S’il est admis que le commerce international accroît la richesse totale des États, la question de savoir qui et combien sont les travailleurs « perdants » de la mondialisation n’est pas scientifiquement close. Une manière d’y répondre est de comparer les parcours des salariés licenciés pour motif économique, selon qu’ils proviennent d’un secteur directement exposé à la concurrence internationale (l’industrie manufacturière ainsi que plusieurs secteurs des services) ou au contraire d’un secteur qui en est abrité. C’est le propos de la Note de La Fabrique « Parcours de travailleurs dans une économie mondialisée ».

Par Elisa Ohnheiser
Le 29/05/2018

Moins de licenciements économiques dans le secteur exposé à la mondialisation

Même si la plupart des économistes affirment, résultats à l’appui, que la mondialisation est un processus globalement gagnant, les Français gardent une mauvaise image de cette dernière, en particulier de son impact sur l’emploi. Leur inquiétude est particulièrement forte concernant les métiers industriels, du fait de la médiatisation intense des fermetures d’usines. En réalité, l’ouverture aux échanges joue peu sur le volume d’emplois à long terme. Surtout, cette étude montre que le risque de licenciement économique est moins élevé pour un salarié de l’industrie (2,3 %) que pour ceux qui travaillent dans les services abrités de la mondialisation (3,3 %).

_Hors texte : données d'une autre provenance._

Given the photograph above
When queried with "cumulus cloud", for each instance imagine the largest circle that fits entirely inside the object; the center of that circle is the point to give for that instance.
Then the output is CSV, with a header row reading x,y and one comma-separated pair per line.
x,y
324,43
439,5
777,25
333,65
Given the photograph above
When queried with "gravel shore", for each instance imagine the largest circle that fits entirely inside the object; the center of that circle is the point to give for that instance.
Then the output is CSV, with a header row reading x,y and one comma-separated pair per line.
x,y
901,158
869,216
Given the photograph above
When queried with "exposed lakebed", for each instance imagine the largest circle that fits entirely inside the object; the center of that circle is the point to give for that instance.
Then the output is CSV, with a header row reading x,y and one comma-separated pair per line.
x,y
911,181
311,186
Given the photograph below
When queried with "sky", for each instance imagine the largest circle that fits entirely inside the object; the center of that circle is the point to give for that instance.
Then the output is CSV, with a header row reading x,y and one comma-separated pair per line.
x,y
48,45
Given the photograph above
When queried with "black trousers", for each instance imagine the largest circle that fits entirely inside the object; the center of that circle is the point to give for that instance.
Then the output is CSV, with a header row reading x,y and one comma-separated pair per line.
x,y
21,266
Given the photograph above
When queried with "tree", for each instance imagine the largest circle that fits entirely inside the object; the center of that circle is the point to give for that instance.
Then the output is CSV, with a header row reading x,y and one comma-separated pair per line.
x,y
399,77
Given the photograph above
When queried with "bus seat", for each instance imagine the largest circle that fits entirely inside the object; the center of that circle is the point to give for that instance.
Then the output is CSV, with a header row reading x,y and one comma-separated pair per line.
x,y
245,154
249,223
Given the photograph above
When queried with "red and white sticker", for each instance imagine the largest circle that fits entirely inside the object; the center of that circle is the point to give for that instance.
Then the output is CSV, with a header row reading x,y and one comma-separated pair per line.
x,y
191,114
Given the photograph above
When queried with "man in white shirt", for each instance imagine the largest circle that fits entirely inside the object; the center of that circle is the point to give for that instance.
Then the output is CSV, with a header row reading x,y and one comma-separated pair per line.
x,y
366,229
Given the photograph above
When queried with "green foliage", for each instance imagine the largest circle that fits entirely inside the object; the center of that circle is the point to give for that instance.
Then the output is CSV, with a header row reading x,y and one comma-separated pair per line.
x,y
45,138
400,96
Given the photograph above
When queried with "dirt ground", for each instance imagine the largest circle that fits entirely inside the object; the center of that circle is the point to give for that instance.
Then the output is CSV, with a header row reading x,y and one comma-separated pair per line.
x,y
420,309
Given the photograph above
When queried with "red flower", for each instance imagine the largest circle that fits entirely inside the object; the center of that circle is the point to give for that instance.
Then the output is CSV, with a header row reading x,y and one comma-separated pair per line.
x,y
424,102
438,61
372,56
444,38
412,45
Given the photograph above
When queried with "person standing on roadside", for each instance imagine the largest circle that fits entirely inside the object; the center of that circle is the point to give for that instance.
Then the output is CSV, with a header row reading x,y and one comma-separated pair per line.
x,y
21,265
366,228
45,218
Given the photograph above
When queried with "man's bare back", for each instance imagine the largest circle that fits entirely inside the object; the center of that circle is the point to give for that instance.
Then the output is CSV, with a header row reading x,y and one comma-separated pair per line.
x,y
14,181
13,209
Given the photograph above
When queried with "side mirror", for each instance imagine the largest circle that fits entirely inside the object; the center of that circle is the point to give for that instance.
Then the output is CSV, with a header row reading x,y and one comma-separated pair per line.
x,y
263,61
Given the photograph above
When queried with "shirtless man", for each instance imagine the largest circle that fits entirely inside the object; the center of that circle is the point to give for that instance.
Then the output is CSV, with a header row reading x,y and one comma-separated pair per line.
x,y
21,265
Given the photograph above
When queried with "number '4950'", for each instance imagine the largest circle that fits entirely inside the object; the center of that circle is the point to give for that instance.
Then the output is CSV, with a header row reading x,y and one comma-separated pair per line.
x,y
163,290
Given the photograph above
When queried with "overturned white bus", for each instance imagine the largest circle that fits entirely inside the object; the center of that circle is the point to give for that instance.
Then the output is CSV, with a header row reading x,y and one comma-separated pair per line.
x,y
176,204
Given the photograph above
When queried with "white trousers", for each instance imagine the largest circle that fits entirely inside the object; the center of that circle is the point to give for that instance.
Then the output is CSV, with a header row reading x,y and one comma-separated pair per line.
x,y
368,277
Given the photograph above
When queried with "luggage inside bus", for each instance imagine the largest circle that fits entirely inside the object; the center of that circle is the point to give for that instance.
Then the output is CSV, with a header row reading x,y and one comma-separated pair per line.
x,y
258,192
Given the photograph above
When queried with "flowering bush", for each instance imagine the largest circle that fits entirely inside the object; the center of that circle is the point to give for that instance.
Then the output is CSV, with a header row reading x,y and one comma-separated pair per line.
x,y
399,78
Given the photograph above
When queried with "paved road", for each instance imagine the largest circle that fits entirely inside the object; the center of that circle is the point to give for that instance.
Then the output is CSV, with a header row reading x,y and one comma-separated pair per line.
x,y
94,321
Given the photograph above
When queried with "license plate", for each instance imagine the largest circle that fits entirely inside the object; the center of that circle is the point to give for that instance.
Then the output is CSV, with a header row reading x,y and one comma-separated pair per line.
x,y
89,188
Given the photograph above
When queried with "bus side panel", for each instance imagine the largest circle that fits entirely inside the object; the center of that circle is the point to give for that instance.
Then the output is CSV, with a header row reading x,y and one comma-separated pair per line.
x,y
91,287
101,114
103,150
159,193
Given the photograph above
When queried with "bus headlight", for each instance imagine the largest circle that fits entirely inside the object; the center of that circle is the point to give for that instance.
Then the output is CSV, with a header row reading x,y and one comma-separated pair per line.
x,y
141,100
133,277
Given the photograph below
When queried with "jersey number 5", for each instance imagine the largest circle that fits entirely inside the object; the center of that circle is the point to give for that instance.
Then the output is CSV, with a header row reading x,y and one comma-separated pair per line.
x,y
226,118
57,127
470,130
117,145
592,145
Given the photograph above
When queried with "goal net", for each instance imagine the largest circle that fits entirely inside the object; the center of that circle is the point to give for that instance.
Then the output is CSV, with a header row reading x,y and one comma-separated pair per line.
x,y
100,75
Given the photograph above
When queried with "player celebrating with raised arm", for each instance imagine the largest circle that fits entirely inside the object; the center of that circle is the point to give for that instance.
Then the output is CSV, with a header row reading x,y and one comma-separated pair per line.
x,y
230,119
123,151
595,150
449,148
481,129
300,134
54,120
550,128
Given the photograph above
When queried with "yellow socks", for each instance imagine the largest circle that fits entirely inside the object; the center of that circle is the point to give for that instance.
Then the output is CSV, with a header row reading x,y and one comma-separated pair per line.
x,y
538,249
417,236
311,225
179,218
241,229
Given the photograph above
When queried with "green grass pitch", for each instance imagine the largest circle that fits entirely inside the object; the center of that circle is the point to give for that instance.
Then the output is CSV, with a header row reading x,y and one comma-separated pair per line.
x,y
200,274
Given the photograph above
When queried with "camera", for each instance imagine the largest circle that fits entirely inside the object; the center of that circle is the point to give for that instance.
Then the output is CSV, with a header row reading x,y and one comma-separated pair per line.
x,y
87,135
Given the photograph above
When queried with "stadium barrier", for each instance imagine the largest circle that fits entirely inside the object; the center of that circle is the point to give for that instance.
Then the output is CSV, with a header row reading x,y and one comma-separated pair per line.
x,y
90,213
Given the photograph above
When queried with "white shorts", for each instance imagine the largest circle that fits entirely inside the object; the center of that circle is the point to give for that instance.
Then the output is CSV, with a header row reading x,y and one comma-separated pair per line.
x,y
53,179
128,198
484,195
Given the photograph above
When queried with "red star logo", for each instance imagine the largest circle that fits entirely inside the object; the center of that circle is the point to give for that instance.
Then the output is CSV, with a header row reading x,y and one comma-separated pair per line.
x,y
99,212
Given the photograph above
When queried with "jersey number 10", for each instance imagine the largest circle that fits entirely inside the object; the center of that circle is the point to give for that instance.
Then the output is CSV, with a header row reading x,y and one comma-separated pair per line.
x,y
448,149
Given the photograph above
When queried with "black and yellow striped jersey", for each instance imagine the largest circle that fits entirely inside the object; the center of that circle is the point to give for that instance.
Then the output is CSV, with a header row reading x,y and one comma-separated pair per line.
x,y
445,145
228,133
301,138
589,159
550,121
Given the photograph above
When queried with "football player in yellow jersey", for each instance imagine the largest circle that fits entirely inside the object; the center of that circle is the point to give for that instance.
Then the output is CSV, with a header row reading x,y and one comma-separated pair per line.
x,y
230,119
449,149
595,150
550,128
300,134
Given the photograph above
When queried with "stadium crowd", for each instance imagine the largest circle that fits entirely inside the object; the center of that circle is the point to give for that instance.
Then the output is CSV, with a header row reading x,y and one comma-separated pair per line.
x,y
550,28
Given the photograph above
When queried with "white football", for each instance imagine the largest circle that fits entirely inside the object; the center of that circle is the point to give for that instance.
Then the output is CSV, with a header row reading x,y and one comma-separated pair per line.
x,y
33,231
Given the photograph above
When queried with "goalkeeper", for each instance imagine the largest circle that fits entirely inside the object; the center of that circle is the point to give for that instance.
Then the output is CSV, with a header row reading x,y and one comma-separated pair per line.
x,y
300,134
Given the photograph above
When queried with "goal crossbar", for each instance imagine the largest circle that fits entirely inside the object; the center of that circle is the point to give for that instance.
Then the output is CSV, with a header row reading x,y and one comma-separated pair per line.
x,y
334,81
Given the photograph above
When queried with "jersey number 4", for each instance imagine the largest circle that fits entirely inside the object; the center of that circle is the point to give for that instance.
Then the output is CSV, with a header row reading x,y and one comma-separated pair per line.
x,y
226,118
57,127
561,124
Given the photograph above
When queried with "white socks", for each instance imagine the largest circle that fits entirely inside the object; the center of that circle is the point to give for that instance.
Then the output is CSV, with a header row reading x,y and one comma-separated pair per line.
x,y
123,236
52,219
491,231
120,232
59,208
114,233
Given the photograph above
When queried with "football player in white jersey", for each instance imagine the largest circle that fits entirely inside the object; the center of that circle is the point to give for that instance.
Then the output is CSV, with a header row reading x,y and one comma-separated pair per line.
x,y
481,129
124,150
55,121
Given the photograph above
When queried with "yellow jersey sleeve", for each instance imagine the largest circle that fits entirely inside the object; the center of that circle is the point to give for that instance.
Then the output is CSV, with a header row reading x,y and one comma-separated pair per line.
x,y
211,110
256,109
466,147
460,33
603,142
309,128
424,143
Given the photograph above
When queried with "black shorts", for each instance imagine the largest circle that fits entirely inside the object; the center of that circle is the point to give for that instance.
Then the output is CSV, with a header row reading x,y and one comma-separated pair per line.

Un retour à l’emploi plus difficile pour les anciens salariés de l’industrie

S’ils perdent moins souvent leur emploi, les salariés licenciés de l’industrie ont cependant davantage de difficultés à retrouver un emploi que ceux du secteur abrité. La concentration géographique des activités manufacturières rend plus difficile et coûteux de retrouver un emploi dans la même activité, en raison de la distance séparant les sites de production. Les travailleurs licenciés de l’industrie sont donc souvent amenés à changer de secteur d’activité pour retrouver un emploi, et 40 % d’entre eux retrouvent un emploi dans les services abrités, qui sont en moyenne moins qualifiés et plus précaires. En outre, les compétences exigées dans certains métiers industriels (soudeurs, chaudronniers, etc.) sont spécifiques et donc peu transférables, ce qui aggrave les pertes salariales dans ces nouveaux emplois : le manque à gagner en cas de changement de secteur s’élève à 35 %, contre 26 % pour ceux qui travaillaient dans un secteur abrité.

Quelles politiques pour accompagner le retour à l’emploi ?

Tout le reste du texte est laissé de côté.